The British Isles have been invaded by dandelions. They seem to be growing everywhere and to be honest I quite like their cheerful faces smiling at me wherever I go. Foraging is the latest fashion and come the weekend the countryside is teeming with enthusiastic souls in search of edible leaves. And who can blame them for a bowl of dandelion leaves with balsamic vinegar and a wedge of goat’s cheese is a plate worthy of a king. Young stinging nettle leaves also make a tasty soup. Gently fry a large diced potato and a couple of diced shallots in butter over a low heat and add a large bowl of stinging nettles and a litre of water. Bring it to the boil, add some salt and simmer for a while. Blend it and then reheat adding seasoning and crème fraiche if you require.

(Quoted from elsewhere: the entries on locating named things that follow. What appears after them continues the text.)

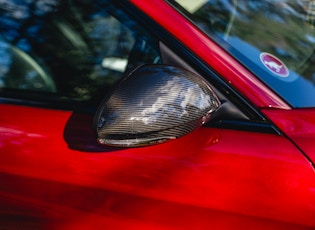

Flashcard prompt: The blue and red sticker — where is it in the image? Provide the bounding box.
[260,53,289,78]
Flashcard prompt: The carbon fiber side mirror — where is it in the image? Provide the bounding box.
[95,65,220,147]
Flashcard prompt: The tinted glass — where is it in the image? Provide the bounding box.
[170,0,315,107]
[0,0,160,106]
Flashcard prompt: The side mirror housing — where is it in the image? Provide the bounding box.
[95,65,220,147]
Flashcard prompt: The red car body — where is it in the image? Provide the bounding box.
[0,0,315,229]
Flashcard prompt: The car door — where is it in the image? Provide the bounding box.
[0,1,315,229]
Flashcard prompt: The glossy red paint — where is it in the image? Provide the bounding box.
[263,109,315,164]
[0,104,315,229]
[131,0,290,109]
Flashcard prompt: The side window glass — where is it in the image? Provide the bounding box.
[0,0,161,102]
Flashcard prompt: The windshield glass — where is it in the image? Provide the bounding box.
[169,0,315,107]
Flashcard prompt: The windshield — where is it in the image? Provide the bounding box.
[169,0,315,108]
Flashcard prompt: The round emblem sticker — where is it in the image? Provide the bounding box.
[260,53,289,77]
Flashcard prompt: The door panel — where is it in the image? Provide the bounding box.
[0,104,315,229]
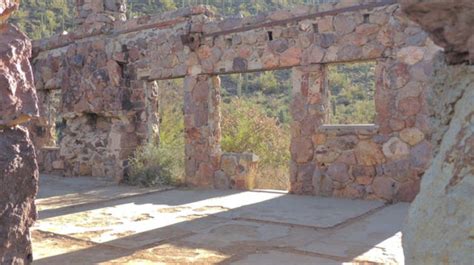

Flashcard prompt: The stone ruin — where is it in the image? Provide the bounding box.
[0,0,39,264]
[31,0,440,201]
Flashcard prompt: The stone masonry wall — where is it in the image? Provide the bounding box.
[33,1,439,201]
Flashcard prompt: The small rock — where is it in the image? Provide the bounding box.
[400,128,425,146]
[382,137,410,160]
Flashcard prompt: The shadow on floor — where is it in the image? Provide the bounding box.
[34,174,408,265]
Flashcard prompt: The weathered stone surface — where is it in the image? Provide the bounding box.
[403,65,474,264]
[382,137,410,160]
[354,141,385,166]
[0,16,39,264]
[372,177,398,200]
[290,138,313,163]
[0,127,38,264]
[28,0,438,200]
[327,163,350,183]
[0,25,38,128]
[0,0,20,26]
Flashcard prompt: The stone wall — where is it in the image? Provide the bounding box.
[33,1,439,201]
[402,0,474,264]
[0,0,39,264]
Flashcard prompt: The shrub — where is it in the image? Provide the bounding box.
[221,98,290,190]
[128,144,180,187]
[128,80,185,186]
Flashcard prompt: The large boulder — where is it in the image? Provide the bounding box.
[0,24,38,128]
[0,4,39,264]
[401,0,474,264]
[0,127,38,264]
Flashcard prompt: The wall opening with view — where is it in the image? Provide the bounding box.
[128,79,185,186]
[221,70,291,190]
[326,61,376,125]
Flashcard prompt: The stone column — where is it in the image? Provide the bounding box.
[290,65,329,194]
[184,75,221,187]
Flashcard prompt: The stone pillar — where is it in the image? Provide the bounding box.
[290,65,329,194]
[0,0,39,264]
[76,0,127,25]
[184,75,221,187]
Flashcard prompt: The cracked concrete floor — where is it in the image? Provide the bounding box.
[32,176,408,265]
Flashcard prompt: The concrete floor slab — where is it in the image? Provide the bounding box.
[217,192,383,228]
[231,251,342,265]
[297,203,409,264]
[33,176,408,265]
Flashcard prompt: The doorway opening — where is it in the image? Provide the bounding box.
[128,79,185,186]
[221,70,292,191]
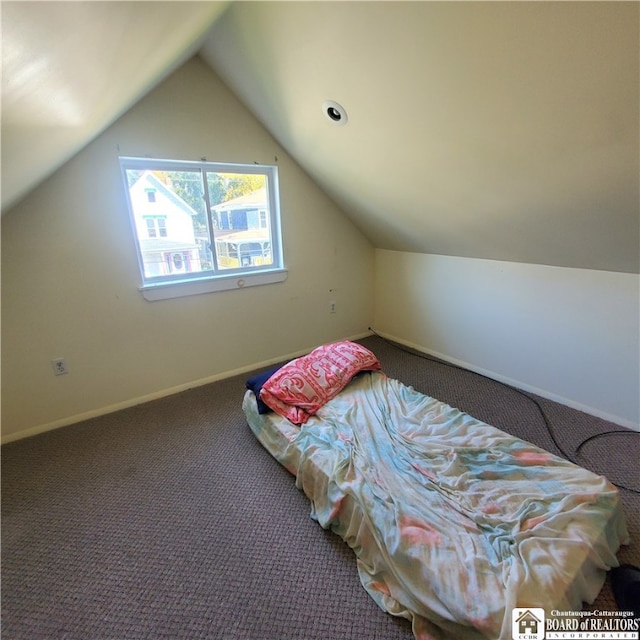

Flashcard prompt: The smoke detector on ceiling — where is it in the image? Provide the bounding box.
[322,100,349,125]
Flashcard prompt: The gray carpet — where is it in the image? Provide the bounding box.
[2,337,640,640]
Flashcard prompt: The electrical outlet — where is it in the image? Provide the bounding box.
[51,358,69,376]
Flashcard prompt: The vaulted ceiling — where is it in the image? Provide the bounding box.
[2,1,640,273]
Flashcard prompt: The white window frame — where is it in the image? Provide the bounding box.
[120,157,288,301]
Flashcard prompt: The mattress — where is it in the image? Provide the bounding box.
[243,371,628,640]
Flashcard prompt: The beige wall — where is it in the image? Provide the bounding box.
[373,250,640,429]
[2,58,374,441]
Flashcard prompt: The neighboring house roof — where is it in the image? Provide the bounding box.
[136,171,198,216]
[212,187,267,211]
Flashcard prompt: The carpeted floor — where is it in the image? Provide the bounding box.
[2,336,640,640]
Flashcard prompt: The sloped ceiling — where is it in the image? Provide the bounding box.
[1,1,228,212]
[3,1,640,273]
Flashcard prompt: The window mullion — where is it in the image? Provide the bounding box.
[202,169,219,273]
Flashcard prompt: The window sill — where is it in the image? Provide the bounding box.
[140,269,288,302]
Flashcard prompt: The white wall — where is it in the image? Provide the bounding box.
[373,250,640,429]
[2,58,374,441]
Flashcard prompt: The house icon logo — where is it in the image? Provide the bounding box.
[511,608,544,640]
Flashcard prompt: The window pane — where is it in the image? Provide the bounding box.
[126,169,213,279]
[207,172,273,271]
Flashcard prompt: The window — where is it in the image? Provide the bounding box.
[120,158,286,300]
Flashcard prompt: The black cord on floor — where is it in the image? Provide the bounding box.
[369,327,640,494]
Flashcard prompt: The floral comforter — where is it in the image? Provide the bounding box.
[243,372,628,640]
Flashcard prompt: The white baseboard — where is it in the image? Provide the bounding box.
[0,331,371,444]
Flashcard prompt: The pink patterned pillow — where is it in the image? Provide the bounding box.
[260,340,382,424]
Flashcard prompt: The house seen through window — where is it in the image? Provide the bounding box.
[120,158,285,299]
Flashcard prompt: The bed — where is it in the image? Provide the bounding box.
[243,342,628,640]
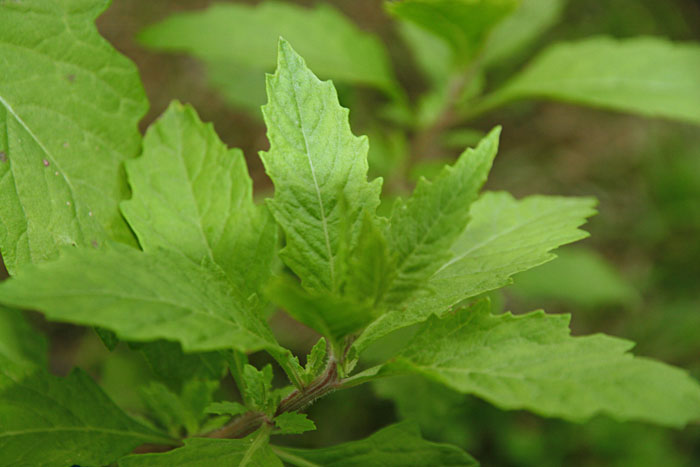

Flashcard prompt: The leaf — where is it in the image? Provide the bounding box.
[268,278,373,350]
[0,0,147,274]
[273,423,479,467]
[354,192,595,352]
[509,248,640,308]
[260,40,381,291]
[478,37,700,124]
[139,1,397,105]
[385,0,518,63]
[383,300,700,427]
[0,244,279,352]
[239,364,276,412]
[0,365,175,467]
[139,379,219,437]
[131,340,226,391]
[384,128,501,306]
[0,306,48,369]
[483,0,567,65]
[122,102,277,296]
[304,337,328,385]
[119,435,282,467]
[274,412,316,435]
[206,401,248,417]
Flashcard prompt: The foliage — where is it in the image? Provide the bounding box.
[0,0,700,466]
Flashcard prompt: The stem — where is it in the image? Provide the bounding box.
[411,56,481,160]
[203,356,339,438]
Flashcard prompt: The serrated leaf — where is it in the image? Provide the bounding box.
[119,435,282,467]
[274,412,316,435]
[273,423,479,467]
[260,40,381,291]
[206,401,248,416]
[139,379,219,437]
[479,37,700,124]
[385,0,518,63]
[0,306,48,369]
[304,337,328,384]
[483,0,567,65]
[354,192,595,351]
[139,340,226,391]
[383,300,700,427]
[0,365,174,467]
[139,1,398,110]
[0,0,147,274]
[0,244,279,352]
[384,128,500,306]
[268,278,373,350]
[239,365,276,412]
[121,102,277,297]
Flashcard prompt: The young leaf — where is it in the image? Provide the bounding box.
[119,435,282,467]
[0,306,48,369]
[260,40,381,291]
[384,128,500,306]
[122,102,277,297]
[139,340,226,392]
[206,401,248,417]
[304,337,328,384]
[274,412,316,435]
[385,0,518,63]
[268,278,373,350]
[383,300,700,427]
[0,244,279,352]
[139,1,396,99]
[273,423,479,467]
[139,379,213,437]
[0,0,147,274]
[478,37,700,124]
[0,365,175,467]
[354,193,595,351]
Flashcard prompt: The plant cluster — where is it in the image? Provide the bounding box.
[0,0,700,467]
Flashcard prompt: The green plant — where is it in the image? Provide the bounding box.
[0,0,700,466]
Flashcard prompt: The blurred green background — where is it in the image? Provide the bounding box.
[26,0,700,466]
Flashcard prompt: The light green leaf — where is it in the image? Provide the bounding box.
[383,300,700,427]
[484,0,567,65]
[119,435,282,467]
[268,278,374,350]
[509,248,639,308]
[260,40,381,291]
[139,1,397,104]
[385,0,518,63]
[0,245,279,352]
[206,401,248,416]
[131,340,226,391]
[139,379,213,437]
[122,102,277,297]
[0,306,48,368]
[304,337,328,384]
[354,192,595,351]
[0,0,147,274]
[273,423,479,467]
[0,365,175,467]
[477,37,700,124]
[384,128,501,306]
[274,412,316,435]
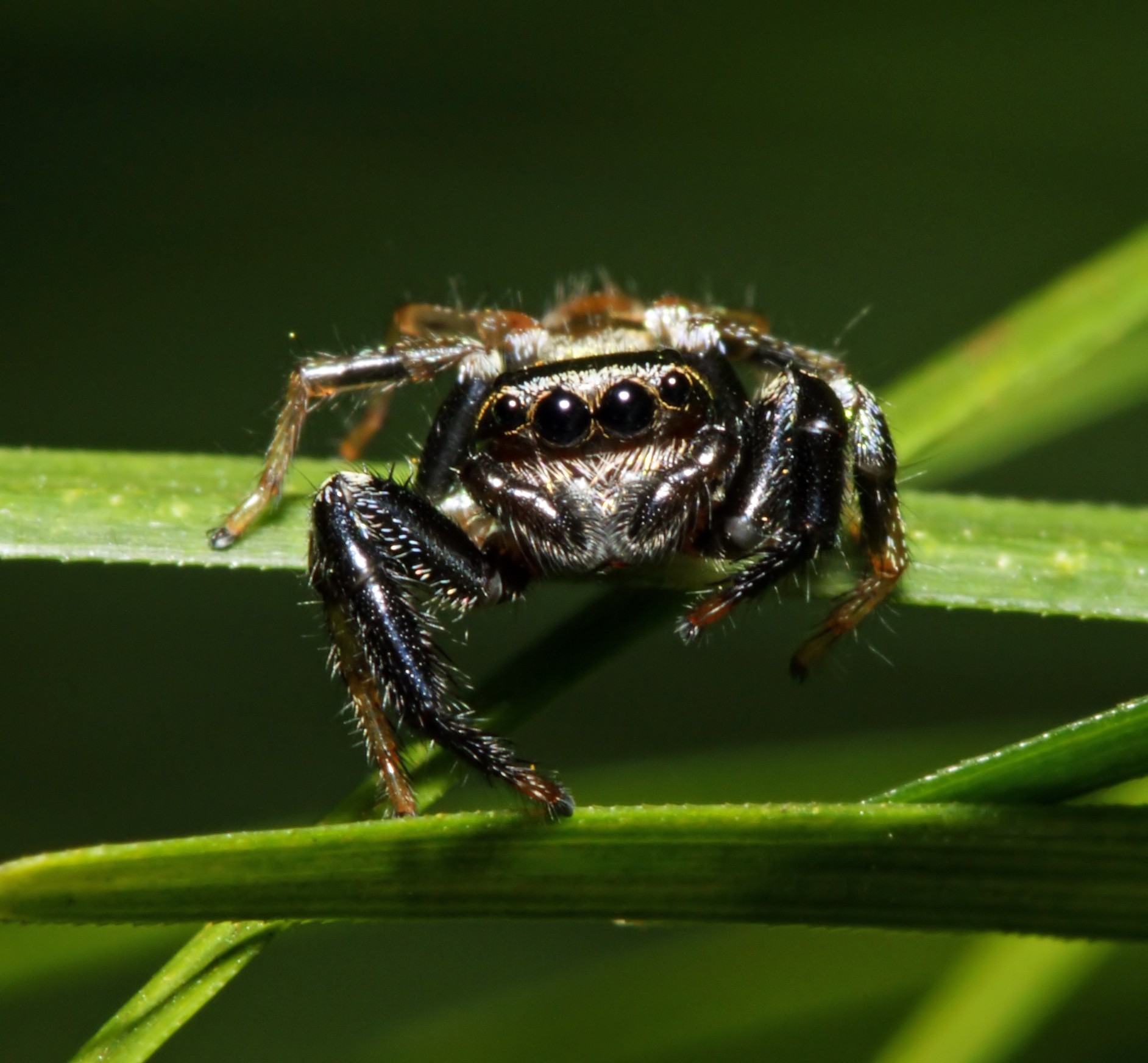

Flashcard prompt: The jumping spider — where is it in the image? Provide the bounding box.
[210,290,908,816]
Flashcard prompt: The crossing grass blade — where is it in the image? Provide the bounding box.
[884,227,1148,486]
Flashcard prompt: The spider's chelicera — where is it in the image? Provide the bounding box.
[211,290,908,815]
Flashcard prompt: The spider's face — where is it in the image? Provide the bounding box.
[475,351,715,460]
[460,350,746,574]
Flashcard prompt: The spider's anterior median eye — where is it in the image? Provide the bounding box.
[534,388,590,447]
[658,369,691,407]
[490,395,526,432]
[595,380,654,438]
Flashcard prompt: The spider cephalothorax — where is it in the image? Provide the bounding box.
[211,290,908,815]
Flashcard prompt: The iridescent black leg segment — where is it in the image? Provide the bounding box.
[686,369,848,652]
[790,387,909,676]
[310,474,574,815]
[414,378,490,502]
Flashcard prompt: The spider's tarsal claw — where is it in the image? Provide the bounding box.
[208,525,239,550]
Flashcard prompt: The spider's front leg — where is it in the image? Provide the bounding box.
[310,473,574,815]
[790,385,909,677]
[209,303,544,550]
[687,369,908,678]
[684,369,848,661]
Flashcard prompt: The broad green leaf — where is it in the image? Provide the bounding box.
[7,450,1148,620]
[11,803,1148,940]
[886,229,1148,483]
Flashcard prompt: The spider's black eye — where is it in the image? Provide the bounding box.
[595,380,654,438]
[534,388,590,447]
[490,395,526,432]
[658,369,690,407]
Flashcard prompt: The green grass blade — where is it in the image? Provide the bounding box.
[871,697,1148,802]
[876,936,1113,1063]
[0,449,338,568]
[0,924,188,1002]
[7,450,1148,620]
[886,229,1148,483]
[11,803,1148,940]
[73,922,280,1063]
[63,591,669,1063]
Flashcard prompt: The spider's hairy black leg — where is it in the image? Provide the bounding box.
[790,385,909,676]
[414,378,490,502]
[327,604,418,816]
[209,338,486,550]
[684,369,847,652]
[310,473,574,815]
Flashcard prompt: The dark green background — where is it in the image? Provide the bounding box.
[0,2,1148,1061]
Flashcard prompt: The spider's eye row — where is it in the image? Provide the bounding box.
[658,369,691,407]
[534,388,590,447]
[490,395,526,432]
[595,380,657,438]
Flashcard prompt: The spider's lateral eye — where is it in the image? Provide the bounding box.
[534,388,590,447]
[490,395,526,432]
[595,380,657,438]
[658,369,691,407]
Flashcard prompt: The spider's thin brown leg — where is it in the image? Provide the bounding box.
[209,303,548,550]
[339,388,395,461]
[790,386,909,677]
[209,336,487,550]
[327,604,419,816]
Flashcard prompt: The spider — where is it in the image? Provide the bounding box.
[210,290,908,816]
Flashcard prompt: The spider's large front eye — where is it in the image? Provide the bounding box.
[534,388,590,447]
[595,380,654,438]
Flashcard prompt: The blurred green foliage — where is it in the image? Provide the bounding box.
[0,4,1148,1061]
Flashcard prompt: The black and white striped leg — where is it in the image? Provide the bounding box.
[790,386,909,676]
[310,473,574,815]
[686,369,848,666]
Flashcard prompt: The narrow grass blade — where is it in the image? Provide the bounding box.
[0,448,337,568]
[0,924,188,1001]
[870,697,1148,803]
[11,803,1148,940]
[0,450,1148,620]
[73,922,282,1063]
[886,229,1148,485]
[876,936,1113,1063]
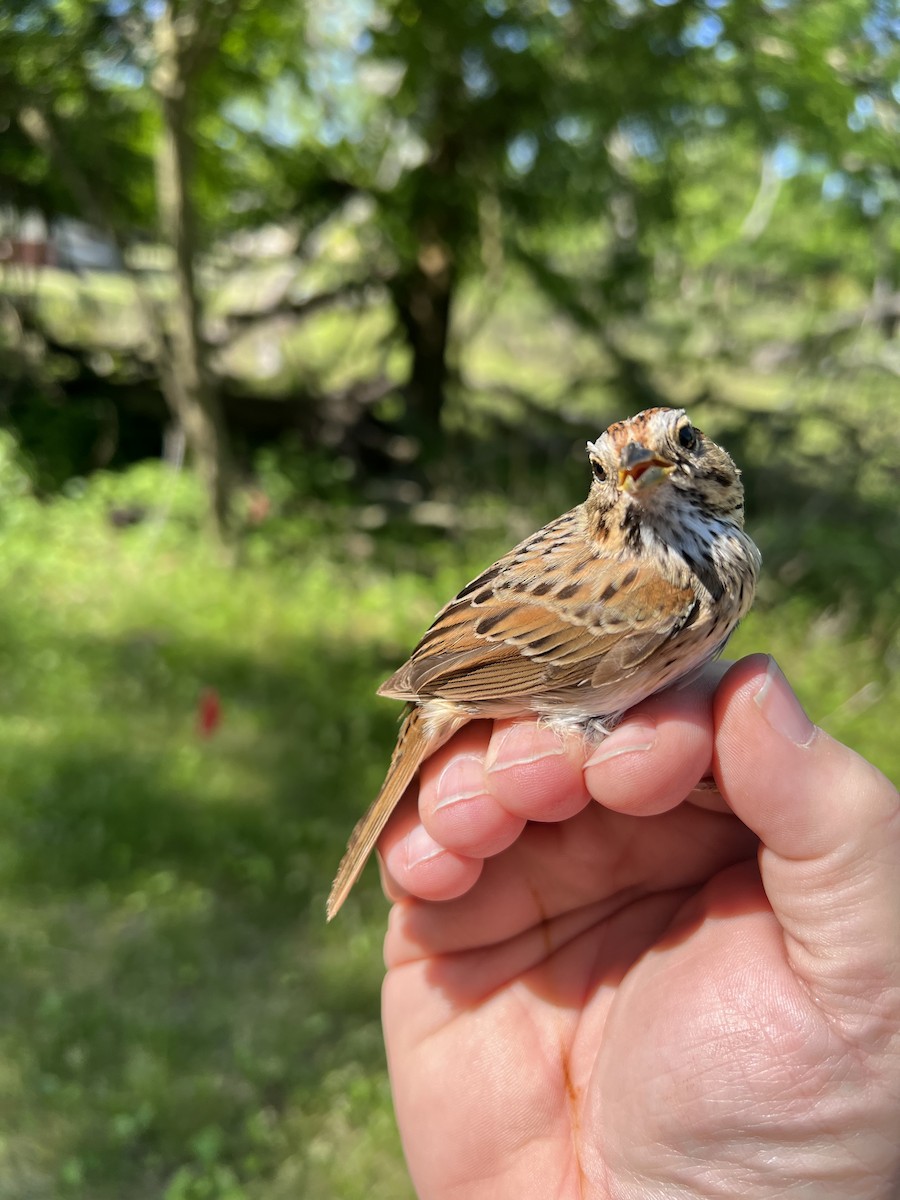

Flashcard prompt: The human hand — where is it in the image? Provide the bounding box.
[380,656,900,1200]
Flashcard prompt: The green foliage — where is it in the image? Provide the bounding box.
[0,429,900,1200]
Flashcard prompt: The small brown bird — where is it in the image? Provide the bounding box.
[326,408,760,920]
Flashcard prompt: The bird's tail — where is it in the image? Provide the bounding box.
[325,706,436,920]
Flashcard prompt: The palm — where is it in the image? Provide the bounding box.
[385,804,840,1196]
[382,659,900,1200]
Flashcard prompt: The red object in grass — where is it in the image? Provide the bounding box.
[197,688,222,738]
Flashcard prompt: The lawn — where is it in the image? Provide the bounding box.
[0,420,900,1200]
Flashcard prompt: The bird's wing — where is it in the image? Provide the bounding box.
[379,509,698,702]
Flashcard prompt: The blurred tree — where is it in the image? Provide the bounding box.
[0,0,900,496]
[0,0,307,540]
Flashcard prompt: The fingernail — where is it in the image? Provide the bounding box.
[407,826,444,868]
[584,716,656,767]
[434,755,485,809]
[485,721,566,773]
[754,656,816,746]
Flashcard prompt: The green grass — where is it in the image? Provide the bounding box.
[0,436,900,1200]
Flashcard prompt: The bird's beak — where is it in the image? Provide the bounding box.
[619,442,674,493]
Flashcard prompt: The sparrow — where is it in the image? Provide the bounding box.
[326,408,760,920]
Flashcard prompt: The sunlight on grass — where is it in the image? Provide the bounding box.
[0,444,900,1200]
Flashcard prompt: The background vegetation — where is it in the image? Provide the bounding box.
[0,0,900,1200]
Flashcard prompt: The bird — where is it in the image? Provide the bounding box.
[326,408,761,920]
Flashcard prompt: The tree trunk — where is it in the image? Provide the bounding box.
[152,2,234,542]
[391,240,456,455]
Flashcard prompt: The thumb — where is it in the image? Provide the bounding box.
[714,655,900,1042]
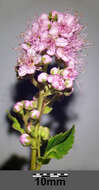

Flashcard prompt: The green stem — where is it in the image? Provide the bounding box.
[31,90,44,170]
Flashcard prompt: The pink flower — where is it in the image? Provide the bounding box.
[42,55,52,64]
[62,68,78,80]
[52,75,66,91]
[37,72,48,83]
[49,24,58,38]
[56,48,69,62]
[55,38,68,47]
[65,79,73,88]
[47,38,56,56]
[24,100,33,110]
[30,109,40,119]
[50,67,59,75]
[27,124,34,133]
[13,102,23,112]
[48,74,66,91]
[21,43,30,51]
[27,47,36,57]
[38,14,50,32]
[19,133,31,146]
[16,10,85,81]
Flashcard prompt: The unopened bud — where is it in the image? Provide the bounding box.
[13,102,23,112]
[38,126,50,140]
[65,79,73,88]
[50,67,59,75]
[24,100,33,110]
[27,124,34,133]
[38,72,48,82]
[30,109,40,119]
[19,133,31,146]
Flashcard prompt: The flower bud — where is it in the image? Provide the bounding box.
[37,72,48,83]
[13,102,23,113]
[50,67,59,75]
[24,100,33,111]
[42,55,52,64]
[41,127,50,140]
[19,133,31,146]
[27,124,34,133]
[30,109,40,119]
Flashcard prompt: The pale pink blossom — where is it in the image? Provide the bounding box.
[50,67,59,75]
[37,72,48,83]
[19,133,30,146]
[62,68,78,80]
[30,109,40,119]
[47,75,53,83]
[27,124,33,133]
[18,64,36,77]
[49,24,58,38]
[65,78,73,88]
[56,48,69,62]
[55,38,68,47]
[13,102,23,112]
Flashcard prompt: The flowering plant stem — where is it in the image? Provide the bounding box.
[30,90,44,170]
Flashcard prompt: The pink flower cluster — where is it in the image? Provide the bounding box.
[17,11,84,80]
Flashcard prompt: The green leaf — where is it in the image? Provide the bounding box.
[43,106,52,114]
[37,157,51,165]
[8,112,24,134]
[44,126,75,159]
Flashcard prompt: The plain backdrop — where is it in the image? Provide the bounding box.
[0,0,99,170]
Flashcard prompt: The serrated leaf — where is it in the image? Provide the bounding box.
[44,126,75,159]
[8,112,24,134]
[43,106,52,114]
[37,157,51,165]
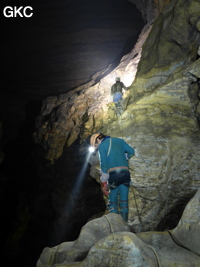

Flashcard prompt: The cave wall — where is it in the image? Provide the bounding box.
[34,0,200,234]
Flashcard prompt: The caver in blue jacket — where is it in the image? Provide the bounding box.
[91,134,135,221]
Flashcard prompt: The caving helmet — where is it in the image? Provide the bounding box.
[90,133,105,149]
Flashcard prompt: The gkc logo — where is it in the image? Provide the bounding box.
[3,6,33,18]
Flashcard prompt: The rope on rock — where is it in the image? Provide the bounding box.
[146,244,161,267]
[167,230,200,257]
[105,215,114,234]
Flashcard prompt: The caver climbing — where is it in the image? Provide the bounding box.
[111,77,129,116]
[90,133,135,222]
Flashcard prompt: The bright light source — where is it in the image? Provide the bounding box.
[89,146,95,153]
[123,73,134,86]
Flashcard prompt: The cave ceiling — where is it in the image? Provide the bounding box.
[0,0,144,142]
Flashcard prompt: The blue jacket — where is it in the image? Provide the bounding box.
[98,137,135,173]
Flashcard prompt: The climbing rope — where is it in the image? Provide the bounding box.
[105,215,114,234]
[167,230,200,257]
[146,244,161,267]
[133,186,143,227]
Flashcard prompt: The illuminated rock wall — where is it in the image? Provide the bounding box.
[34,0,200,231]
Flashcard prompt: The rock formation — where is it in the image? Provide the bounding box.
[34,0,200,232]
[37,190,200,267]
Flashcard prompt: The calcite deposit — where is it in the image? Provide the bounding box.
[37,190,200,267]
[34,0,200,232]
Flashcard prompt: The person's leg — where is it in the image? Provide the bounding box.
[119,184,129,222]
[108,187,119,214]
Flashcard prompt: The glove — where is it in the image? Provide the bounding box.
[102,182,110,196]
[100,173,109,183]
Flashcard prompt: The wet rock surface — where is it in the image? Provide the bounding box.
[37,190,200,267]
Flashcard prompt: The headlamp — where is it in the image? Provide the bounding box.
[89,146,95,153]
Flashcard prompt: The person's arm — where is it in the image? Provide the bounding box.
[124,141,135,159]
[98,145,108,173]
[121,83,129,90]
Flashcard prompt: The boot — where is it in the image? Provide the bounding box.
[121,212,128,222]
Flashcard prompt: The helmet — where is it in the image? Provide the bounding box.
[90,133,106,149]
[90,133,101,148]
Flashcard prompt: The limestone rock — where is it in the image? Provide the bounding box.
[37,214,130,267]
[37,190,200,267]
[35,0,200,232]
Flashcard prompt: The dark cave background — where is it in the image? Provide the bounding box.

In the distant past when we were penniless hippy poets we would eat stinging nettle soup as a staple diet. I seem to remember feeling quite ethnic and terribly organic but sadly no less hungry than before. But then we never had crème fraiche in those days!

An old Romany friend of mine tried to cure his encroaching baldness by sticking some stinging nettles under his hat hoping that the stings would awaken his hair follicles. It never worked…

 One of our grown-up children has been taken ill again and both my wife and I are physically and emotionally exhausted from travelling an hour each way to see him after a hard days work. A fellow writer was describing how gardens can console and lift the spirits when things get tough. I was pondering upon this whilst on my knees weeding one of the beds this morning. When I was a child growing up in Hampshire I would build dens out of branches and ferns and I loved to lie on the ground, not just touching it but embracing it and I guess that gardening is just my way of being a little boy again. The wind dies down and the sound of tractors and chainsaws abates, and just for a moment the silence pervades and I know that a divine being is watching over me and that everything is going to be just fine.

The wind has shifted from the southwest to the northeast and a belt of welcome rain has arrived. Now where did I put my wet weather gear?